These tax credits include the Earned Income Tax Credit (EITC), Additional Child Tax Credit (ACTC), Child Tax Credit, Child and Dependent Care Credit, Credit for Other Dependents and education tax credits or deductions, among others.
Be sure to check with your tax professional to see if you qualify for any of them.
What about charitable contributions?
Usually, if you take the standard deduction when preparing your tax filing, you can’t deduct charitable contributions. But Congress was looking for a way to motivate people to make contributions to those in need. So, for 2020, the CARES Act allows you to take a deduction of up to $300 for cash contributions made to qualifying charities before December 31, 2020.
While not a large amount, it does lower both your adjusted gross income and your taxable income.
Is there anything special about RMDs and 2020 taxes?
In early 2020, Congress used the CARES Act to waive the need to take required minimum distributions (RMDs) from IRAs and retirement plans that year. It included beneficiaries with inherited accounts.
If you hadn’t already taken any such distributions in 2020 up until then, you could skip doing so (if you didn’t need the funds), and you would owe no taxes for them. Typically, you would be taxed on the amount taken as an RMD and taxed much higher on any shortfall you failed to take.
If, on the other hand, you had already taken part or all of your 2020 RMD, you had the option of returning the funds to the IRA or other qualified plan.
RMDs taken unnecessarily were considered eligible for rollover into another IRA or qualified retirement plan or back into the original plan.
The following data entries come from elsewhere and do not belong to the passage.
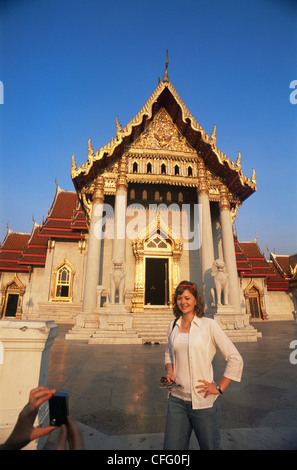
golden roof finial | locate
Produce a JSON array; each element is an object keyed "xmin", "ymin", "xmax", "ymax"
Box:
[{"xmin": 162, "ymin": 50, "xmax": 169, "ymax": 83}]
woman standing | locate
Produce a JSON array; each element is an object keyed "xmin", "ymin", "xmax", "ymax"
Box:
[{"xmin": 164, "ymin": 281, "xmax": 243, "ymax": 450}]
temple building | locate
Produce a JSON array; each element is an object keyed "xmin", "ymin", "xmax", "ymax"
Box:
[{"xmin": 0, "ymin": 59, "xmax": 297, "ymax": 344}]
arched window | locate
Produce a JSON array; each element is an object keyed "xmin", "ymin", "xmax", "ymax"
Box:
[
  {"xmin": 50, "ymin": 258, "xmax": 75, "ymax": 302},
  {"xmin": 56, "ymin": 265, "xmax": 71, "ymax": 297}
]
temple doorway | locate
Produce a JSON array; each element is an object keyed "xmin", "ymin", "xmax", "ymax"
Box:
[{"xmin": 145, "ymin": 258, "xmax": 169, "ymax": 305}]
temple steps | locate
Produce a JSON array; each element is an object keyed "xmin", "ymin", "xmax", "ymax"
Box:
[{"xmin": 132, "ymin": 308, "xmax": 174, "ymax": 344}]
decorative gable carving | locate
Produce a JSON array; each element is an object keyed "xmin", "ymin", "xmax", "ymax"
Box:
[{"xmin": 130, "ymin": 108, "xmax": 194, "ymax": 154}]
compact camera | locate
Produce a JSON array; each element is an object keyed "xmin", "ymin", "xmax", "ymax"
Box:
[{"xmin": 49, "ymin": 390, "xmax": 69, "ymax": 426}]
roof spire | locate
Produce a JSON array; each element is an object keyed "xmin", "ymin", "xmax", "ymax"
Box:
[{"xmin": 162, "ymin": 50, "xmax": 169, "ymax": 83}]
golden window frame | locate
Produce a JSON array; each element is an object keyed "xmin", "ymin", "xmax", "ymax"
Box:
[{"xmin": 49, "ymin": 257, "xmax": 76, "ymax": 303}]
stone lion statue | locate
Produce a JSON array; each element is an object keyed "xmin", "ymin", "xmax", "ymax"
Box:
[
  {"xmin": 211, "ymin": 259, "xmax": 229, "ymax": 305},
  {"xmin": 110, "ymin": 259, "xmax": 126, "ymax": 304}
]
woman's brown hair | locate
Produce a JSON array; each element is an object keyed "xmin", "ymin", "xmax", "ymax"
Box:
[{"xmin": 173, "ymin": 281, "xmax": 204, "ymax": 318}]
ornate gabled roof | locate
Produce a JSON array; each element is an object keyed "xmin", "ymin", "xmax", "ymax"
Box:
[
  {"xmin": 71, "ymin": 62, "xmax": 256, "ymax": 202},
  {"xmin": 0, "ymin": 228, "xmax": 31, "ymax": 272},
  {"xmin": 38, "ymin": 185, "xmax": 87, "ymax": 240},
  {"xmin": 18, "ymin": 222, "xmax": 47, "ymax": 267},
  {"xmin": 235, "ymin": 240, "xmax": 275, "ymax": 277},
  {"xmin": 267, "ymin": 251, "xmax": 297, "ymax": 290}
]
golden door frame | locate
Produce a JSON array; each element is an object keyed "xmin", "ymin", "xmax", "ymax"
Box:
[
  {"xmin": 131, "ymin": 212, "xmax": 183, "ymax": 312},
  {"xmin": 244, "ymin": 279, "xmax": 267, "ymax": 320}
]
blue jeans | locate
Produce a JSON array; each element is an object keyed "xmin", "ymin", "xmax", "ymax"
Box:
[{"xmin": 163, "ymin": 395, "xmax": 221, "ymax": 450}]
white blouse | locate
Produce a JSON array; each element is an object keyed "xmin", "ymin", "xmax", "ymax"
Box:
[{"xmin": 165, "ymin": 316, "xmax": 243, "ymax": 409}]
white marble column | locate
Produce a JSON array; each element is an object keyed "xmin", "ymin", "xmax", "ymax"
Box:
[
  {"xmin": 214, "ymin": 184, "xmax": 261, "ymax": 342},
  {"xmin": 82, "ymin": 175, "xmax": 104, "ymax": 313},
  {"xmin": 89, "ymin": 156, "xmax": 142, "ymax": 344},
  {"xmin": 110, "ymin": 156, "xmax": 128, "ymax": 305},
  {"xmin": 220, "ymin": 185, "xmax": 241, "ymax": 313},
  {"xmin": 197, "ymin": 162, "xmax": 214, "ymax": 309}
]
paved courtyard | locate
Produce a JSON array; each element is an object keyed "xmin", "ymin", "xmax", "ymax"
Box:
[{"xmin": 47, "ymin": 320, "xmax": 297, "ymax": 450}]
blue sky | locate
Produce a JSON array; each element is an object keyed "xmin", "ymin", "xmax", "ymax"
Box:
[{"xmin": 0, "ymin": 0, "xmax": 297, "ymax": 255}]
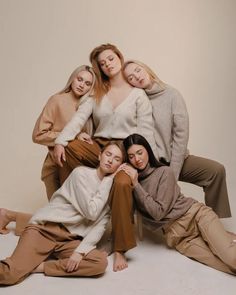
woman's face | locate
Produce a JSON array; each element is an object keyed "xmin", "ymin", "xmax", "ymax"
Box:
[
  {"xmin": 124, "ymin": 63, "xmax": 151, "ymax": 89},
  {"xmin": 71, "ymin": 71, "xmax": 93, "ymax": 97},
  {"xmin": 127, "ymin": 144, "xmax": 149, "ymax": 170},
  {"xmin": 99, "ymin": 145, "xmax": 123, "ymax": 174},
  {"xmin": 98, "ymin": 49, "xmax": 121, "ymax": 78}
]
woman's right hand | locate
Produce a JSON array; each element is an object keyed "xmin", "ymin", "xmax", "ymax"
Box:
[
  {"xmin": 53, "ymin": 144, "xmax": 66, "ymax": 167},
  {"xmin": 77, "ymin": 132, "xmax": 93, "ymax": 144}
]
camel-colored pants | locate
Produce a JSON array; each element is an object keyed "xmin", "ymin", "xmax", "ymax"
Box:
[
  {"xmin": 60, "ymin": 138, "xmax": 136, "ymax": 252},
  {"xmin": 179, "ymin": 155, "xmax": 231, "ymax": 218},
  {"xmin": 0, "ymin": 222, "xmax": 107, "ymax": 285},
  {"xmin": 164, "ymin": 202, "xmax": 236, "ymax": 275}
]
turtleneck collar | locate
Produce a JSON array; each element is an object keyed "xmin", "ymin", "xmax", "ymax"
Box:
[{"xmin": 138, "ymin": 163, "xmax": 157, "ymax": 180}]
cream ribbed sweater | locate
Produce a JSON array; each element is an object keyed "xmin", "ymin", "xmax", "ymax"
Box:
[
  {"xmin": 29, "ymin": 166, "xmax": 113, "ymax": 254},
  {"xmin": 146, "ymin": 84, "xmax": 189, "ymax": 179},
  {"xmin": 55, "ymin": 88, "xmax": 159, "ymax": 154}
]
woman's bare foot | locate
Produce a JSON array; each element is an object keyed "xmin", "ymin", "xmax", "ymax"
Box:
[
  {"xmin": 32, "ymin": 262, "xmax": 44, "ymax": 273},
  {"xmin": 113, "ymin": 252, "xmax": 128, "ymax": 271},
  {"xmin": 0, "ymin": 208, "xmax": 16, "ymax": 235}
]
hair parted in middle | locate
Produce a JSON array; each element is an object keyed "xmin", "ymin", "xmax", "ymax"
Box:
[
  {"xmin": 123, "ymin": 133, "xmax": 164, "ymax": 168},
  {"xmin": 58, "ymin": 65, "xmax": 97, "ymax": 104},
  {"xmin": 89, "ymin": 43, "xmax": 124, "ymax": 101},
  {"xmin": 122, "ymin": 59, "xmax": 166, "ymax": 90}
]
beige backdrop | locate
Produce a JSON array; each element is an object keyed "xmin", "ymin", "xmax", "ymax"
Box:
[{"xmin": 0, "ymin": 0, "xmax": 236, "ymax": 224}]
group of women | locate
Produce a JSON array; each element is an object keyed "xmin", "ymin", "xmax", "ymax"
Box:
[{"xmin": 0, "ymin": 44, "xmax": 236, "ymax": 285}]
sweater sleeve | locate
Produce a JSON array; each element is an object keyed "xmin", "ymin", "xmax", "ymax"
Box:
[
  {"xmin": 75, "ymin": 176, "xmax": 113, "ymax": 221},
  {"xmin": 75, "ymin": 209, "xmax": 110, "ymax": 255},
  {"xmin": 55, "ymin": 97, "xmax": 94, "ymax": 146},
  {"xmin": 137, "ymin": 91, "xmax": 158, "ymax": 159},
  {"xmin": 32, "ymin": 97, "xmax": 60, "ymax": 146},
  {"xmin": 170, "ymin": 90, "xmax": 189, "ymax": 180},
  {"xmin": 134, "ymin": 167, "xmax": 179, "ymax": 221}
]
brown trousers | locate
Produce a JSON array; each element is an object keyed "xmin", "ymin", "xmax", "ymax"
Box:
[
  {"xmin": 0, "ymin": 223, "xmax": 107, "ymax": 285},
  {"xmin": 164, "ymin": 202, "xmax": 236, "ymax": 275},
  {"xmin": 60, "ymin": 138, "xmax": 136, "ymax": 252},
  {"xmin": 41, "ymin": 152, "xmax": 61, "ymax": 200},
  {"xmin": 179, "ymin": 155, "xmax": 231, "ymax": 218}
]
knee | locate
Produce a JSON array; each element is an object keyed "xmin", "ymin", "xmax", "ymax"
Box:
[
  {"xmin": 94, "ymin": 252, "xmax": 108, "ymax": 275},
  {"xmin": 0, "ymin": 259, "xmax": 19, "ymax": 286}
]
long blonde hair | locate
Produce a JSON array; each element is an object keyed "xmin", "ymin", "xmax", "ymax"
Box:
[
  {"xmin": 57, "ymin": 65, "xmax": 97, "ymax": 106},
  {"xmin": 57, "ymin": 65, "xmax": 97, "ymax": 136},
  {"xmin": 122, "ymin": 59, "xmax": 166, "ymax": 90},
  {"xmin": 89, "ymin": 43, "xmax": 124, "ymax": 102}
]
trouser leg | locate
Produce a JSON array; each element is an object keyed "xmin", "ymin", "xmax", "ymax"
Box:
[
  {"xmin": 196, "ymin": 206, "xmax": 236, "ymax": 275},
  {"xmin": 109, "ymin": 171, "xmax": 136, "ymax": 252},
  {"xmin": 41, "ymin": 153, "xmax": 61, "ymax": 200},
  {"xmin": 15, "ymin": 212, "xmax": 32, "ymax": 236},
  {"xmin": 179, "ymin": 155, "xmax": 231, "ymax": 218},
  {"xmin": 165, "ymin": 203, "xmax": 236, "ymax": 274},
  {"xmin": 0, "ymin": 226, "xmax": 54, "ymax": 285},
  {"xmin": 44, "ymin": 240, "xmax": 107, "ymax": 277}
]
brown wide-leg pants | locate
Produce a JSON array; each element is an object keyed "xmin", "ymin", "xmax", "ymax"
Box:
[
  {"xmin": 179, "ymin": 155, "xmax": 231, "ymax": 218},
  {"xmin": 0, "ymin": 222, "xmax": 107, "ymax": 285},
  {"xmin": 164, "ymin": 202, "xmax": 236, "ymax": 275},
  {"xmin": 60, "ymin": 138, "xmax": 136, "ymax": 252},
  {"xmin": 38, "ymin": 138, "xmax": 136, "ymax": 252}
]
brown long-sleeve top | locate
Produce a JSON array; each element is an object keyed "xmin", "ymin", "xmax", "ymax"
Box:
[
  {"xmin": 32, "ymin": 92, "xmax": 79, "ymax": 147},
  {"xmin": 134, "ymin": 165, "xmax": 196, "ymax": 227}
]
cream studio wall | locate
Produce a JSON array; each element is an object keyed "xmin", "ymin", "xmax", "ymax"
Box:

To avoid paying taxes on the distribution, you had to repay the distribution one way or another before August 31, 2020.
What about IRAs and 2020 taxes?
Thanks to the 2019 SECURE Act, as of 2020, there is no longer an age limit for you to contribute to traditional or Roth IRAs, as long as you have at least that amount of earned income. You can deduct contributions to an IRA up to the $6,000 limitation ($7,000 if you’re age 50 or older).
In fact, if you’re eligible, you can make such contributions up until April 15, 2021, and still qualify for the deduction on your 2020 tax return.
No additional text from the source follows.